Le chef de la diplomatie malienne a souligné le rôle central du Mali dans un contexte régional complexe, en s’appuyant sur trois principes majeurs définis par le président de la Transition : respect de la souveraineté, des choix stratégiques et défense des intérêts vitaux du peuple. Il a rappelé que la création de l’AES par le Mali, le Burkina Faso et le Niger vise à répondre à une menace existentielle commune, en consolidant la sécurité par une force unifiée et une diplomatie coordonnée.
Sur le plan diplomatique, Abdoulaye Diop a insisté sur l’importance d’une voix commune des pays membres, notamment dans les actions menées à l’ONU et à l’Union africaine. Il a évoqué des exemples récents, tels que la condamnation conjointe de l’aide de l’Ukraine à des groupes terroristes opérant au Sahel, ou encore la réaction unifiée face à l’attaque algérienne contre un drone malien.
Le ministre a également présenté les avancées dans le domaine du développement régional, avec des projets structurants comme la création d’une compagnie aérienne, des infrastructures ferroviaires, énergétiques, ainsi que la mise en place d’une Banque confédérale d’investissement destinée à financer ces ambitions à partir de ressources internes.
Concernant la sortie du Mali, du Burkina Faso et du Niger de la Cedeao, Abdoulaye Diop a confirmé un « chemin de non-retour » tout en soulignant la nécessité de maintenir des relations économiques et commerciales durables. La récente rencontre entre la Confédération AES et la Commission de la Cedeao vise à gérer de manière coordonnée le désengagement, notamment sur la libre circulation, le commerce et les projets communs, dans le respect des intérêts des populations.

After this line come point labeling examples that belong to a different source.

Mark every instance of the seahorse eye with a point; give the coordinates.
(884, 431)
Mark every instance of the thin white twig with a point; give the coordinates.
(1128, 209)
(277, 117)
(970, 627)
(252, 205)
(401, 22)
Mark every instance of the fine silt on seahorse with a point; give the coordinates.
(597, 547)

Le ministre a enfin abordé les tensions diplomatiques, notamment avec l’Algérie, qu’il a appelée à respecter la souveraineté malienne et à cesser son ingérence dans les affaires internes. Il a défendu la diversification des partenariats du Mali, soulignant la volonté d’autonomie du pays et le renforcement des liens avec des acteurs comme la Russie, la Chine, le Moyen-Orient, et les BRICS.
Pour Abdoulaye Diop, le retrait du Mali de la Francophonie répond à une exigence d’équité et de respect des règles, tandis que la coopération avec les Nations unies se poursuit, notamment à travers les agences et programmes présents après le départ de la Minusma.
Il a conclu en appelant à déconstruire les narratifs négatifs souvent portés sur les pays de l’AES, en expliquant la complexité des défis sécuritaires et la dynamique de transformation en cours, tout en déplorant la fermeture des consulats français, rappelant que la démarche malienne repose sur une diplomatie décomplexée et pragmatique, centrée sur les intérêts nationaux.